- Born: 26 January 1979 (age 47) Lesquin, Nord, France
- Occupations: Sports journalist, television presenter
- Years active: 2004–present
- Known for: NBA Extra
- Television: Eurosport (2004–2009) L'Équipe TV (2009–2012) BeIN Sports (2012–present)

= Mary Patrux =

French television presenter and sports journalist

Mary Patrux (born 26 January 1979) is a French television presenter and sports journalist. She presents NBA Extra since 2013 on BeIN Sports, and participates on the events broadcast on the channel.

== Early life and education ==
Mary Patrux was born in Lesquin in the department of Nord to a commercial father and a direction secretary mother. She grew up in the Lille suburb and then moved with her family to Cergy-Pontoise in the Paris region. Her father, her grandfather and her uncle were basketball players, nevertheless she practiced several sports before playing basketball. She obtained her license at the age of eight in Franconville. She evolved during all her childhood as a small forward and participated at detections at the INSEP. She acquired a reputation of a scorer, and conserved a certain admiration for players like Stephen Curry.

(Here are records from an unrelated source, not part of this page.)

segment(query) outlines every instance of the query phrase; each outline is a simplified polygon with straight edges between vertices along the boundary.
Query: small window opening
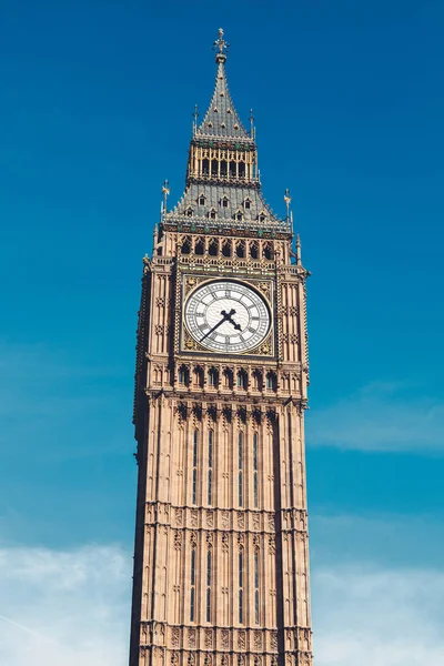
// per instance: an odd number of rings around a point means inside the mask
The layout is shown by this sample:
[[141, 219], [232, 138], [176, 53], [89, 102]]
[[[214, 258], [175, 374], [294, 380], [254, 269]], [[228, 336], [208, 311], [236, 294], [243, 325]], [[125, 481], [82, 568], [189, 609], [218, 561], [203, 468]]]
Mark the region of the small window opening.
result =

After three years at the Notre-Dame de la Compassion high school in Pontoise where she obtained an economic and social baccalauréat, she joined the Institut catholique de Paris from 1997 to 1999, and pursued with a degre in history at the Sorbonne Nouvelle University from 1999 to 2002. Having decided to become a sports journalist when she knew that she will not become a professional basketball player, she multiplied in parallel the internships passing by Ouest-France, BFM Radio, RTL, Infosport+, as well as the Ministry for Europe and Foreign Affairs. Consequently, she joined the Institut Pratique du Journalisme (IPJ) from 2002 to 2004, where she graduated.

== Television career ==
=== 2004–2009 : Beginnings on Eurosport ===
In 2004, while student in second year of journalism, Mary Patrux did an end-of-year internship at Eurosport. She began covering the 2004 Summer Olympics. First presenting the information bulletins live, she then completed with comments and presented reports at the occasion of special events. She stayed at Eurosport the following year. She multiplied the covered sports by notably doing field edge and presenting on stage.

=== 2009–2012 : Presenter on L'Équipe TV ===
After five years at Eurosport, Mary Patrux joined in September 2009 L'Équipe TV to present La matinale week-end. Three months later, she presented Forum l'Équipe, a weekly program where she meets sportsmen such as Nikola Karabatic, Alain Boghossian, Laura Flessel, Tony Parker and even Jean Alesi. She also presented Week-end Live.

=== 2012–present : Presenter on BeIN Sports ===
In early 2012, Charles Biétry proposed her to join BeIN Sports, still on project. Mary Patrux participated at the construction of the channel intervening on the hiring, the program schedule and even the choice of the program names. She appeared the day of the official launch of the channel five months after her arrival. She presented during the year the programs the Euroshow and Le Grand Stade in company of Darren Tulett then of Marie Portolano for the second the year after.

In 2013, Mary Patrux began presenting NBA Extra, a daily program about the news of the NBA. The consultant Jacques Monclar stated that she was a "good compromise between good mood and professionalism". She also treated on the air two other sports than basketball, which include handball with among others the world championships, the Europe championships, the trophies of the Ligue nationale de handball, and swimming. She participated more generally at big events like the Olympic Games and the tennis Grand Slams.

In 2019, Mary Patrux was approached by the sports direction of France Télévisions to replace Flore Maréchal on presenting Tout le sport, co-hosting Stade 2 and intervening at the events, but the transfer did not happen and she finally stayed on BeIN Sports, still presenting NBA Extra and big events.

== Personal life ==
Mary Patrux is married to Olivier Canton, rugby journalist on Eurosport. They have two children, a daughter named Louise and a son named Paul.